Which agency and department enforces the regulations?

Any other words of advice greatly appreciated.


Corn Burning Fool
Staff member
The typo in the subject line makes this topic more interesting! We happen to allow any type of livestock, as long as they do not violate the nuisance code. We are trying to ban most everything though. Goats for milking for people that can not tolerate cows milk seems to be an issue. In the proposed ordinance the fact that the animals are miniature would not matter.


Aw shucks

I was thinking that this was going to be a great thread to brighten my ESRI class day, but alas, noooo.. It's about 4 legged animals.. oh well... must go back to class now.. *sigh*


Cyburbian Emeritus
Prudence has a miniature whore story...

He has a great story about Outlaw bikers, a female midget, alcohol, and a display case. It put me to tears.


Dear Leader
Staff member
I just happen to be working on my ultimate Land Development Code project. Here's what I wrote ...

310.2 Animal - companion

310.2.2 Definition
Companion animal -- domesticated animal kept as a pet, including dogs, cats, rabbits, ferrets, birds, or non-poisonous reptiles. Household pets do not include exotic canines normally found in the wild (wolves, ≥50% wolf hybrids, foxes, coyotes, dingos, etc.), exotic felines normally found in the wild (lions, tigers, cougars, etc.), poultry, game and fighting birds; hoofed and cloven animals; and any species that has not been domesticated and bred to serve as a companion animal; such animals are considered inappropriate in residential areas.

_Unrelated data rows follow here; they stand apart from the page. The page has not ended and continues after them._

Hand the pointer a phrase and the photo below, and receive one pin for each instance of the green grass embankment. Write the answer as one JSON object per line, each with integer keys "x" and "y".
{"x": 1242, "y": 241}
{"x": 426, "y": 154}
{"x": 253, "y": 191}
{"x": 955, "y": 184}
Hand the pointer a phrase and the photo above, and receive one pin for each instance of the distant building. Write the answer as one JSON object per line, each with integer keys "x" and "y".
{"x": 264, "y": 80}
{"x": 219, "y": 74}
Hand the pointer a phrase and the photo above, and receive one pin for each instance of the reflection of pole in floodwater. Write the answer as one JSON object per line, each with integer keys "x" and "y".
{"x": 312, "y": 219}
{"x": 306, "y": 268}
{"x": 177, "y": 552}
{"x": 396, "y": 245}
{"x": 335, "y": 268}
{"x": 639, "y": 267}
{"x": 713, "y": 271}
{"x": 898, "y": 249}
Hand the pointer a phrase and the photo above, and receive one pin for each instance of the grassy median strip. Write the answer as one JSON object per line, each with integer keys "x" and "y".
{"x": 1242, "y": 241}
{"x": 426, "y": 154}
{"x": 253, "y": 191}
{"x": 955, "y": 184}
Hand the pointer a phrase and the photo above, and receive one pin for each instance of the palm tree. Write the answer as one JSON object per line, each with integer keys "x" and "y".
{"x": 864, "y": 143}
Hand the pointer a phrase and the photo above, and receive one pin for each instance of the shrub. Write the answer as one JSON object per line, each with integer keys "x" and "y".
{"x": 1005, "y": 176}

310.2.3 Permitted locations
* One to four companion animals at a dwelling are permitted by right in any zoning district.
* Any number of quiet small animals such as birds, fish, rodents and non-poisonous reptiles at a dwelling are permitted by right in any zoning district, if there is no commercial activity other than a home occupation, and no breeding operation.
* Five to eight companion animals at a dwelling unit are considered subject to administrative review. Considerations include lot size and location; and breed traits such as size, energy, temperament and potential for noise. Denial by the Town Planner may be appealed to the Planning and Zoning Board, through consideration subject to special review.
* Nine or more companion animals at a dwelling unit are considered subject to special review.
* Sales of companion animals, excepting quiet small animals, are prohibited in the C-V, C-G, and I-G districts.

310.2.4 Conditions
For litters, refer to the requirements for a kennel (§306.25).

306.25 Kennel

306.25.2 Definition
Kennel – facility where the overnight boarding of dogs, cats or other household pets; and/or breeding of household pets, is conducted as a business.

306.25.3 Permitted locations
Kennels are considered subject to special review in the A-1, R-1-A, R-1, R-2 and R-NC zoning districts. Keeping a large number of pets will require special attention to determine that determine if they will have an adverse affect on the surrounding area, and that the pets are kept in a humane environment.

306.25.4 Conditions
* The kennel operator is a “hobby breeder,” breeding occasional litters (two a year per unsprayed female) only to supply pets to individual owners at minimal profit (not pet stores, wholesalers, laboratories or “bunchers”); or a legitimate animal rescue operation that works to rehabilitate and rehome pets.
* “Puppy mills” and “cat mills,” where pets are bred solely for profit, are prohibited.
* Animals must be kept in a clean, safe and humane environment.
* Animals must be considered and treated not as mere breeding stock, but as an integral part of their human host family.
* Noise and odor must not be more significant than what would be expected for a “normal” resident with a companion animal.
* Pet owners may have up to two litters for every unaltered female pet at a residence per year.
* Pets <26 weeks old are not included in the overall count of pets at a residence.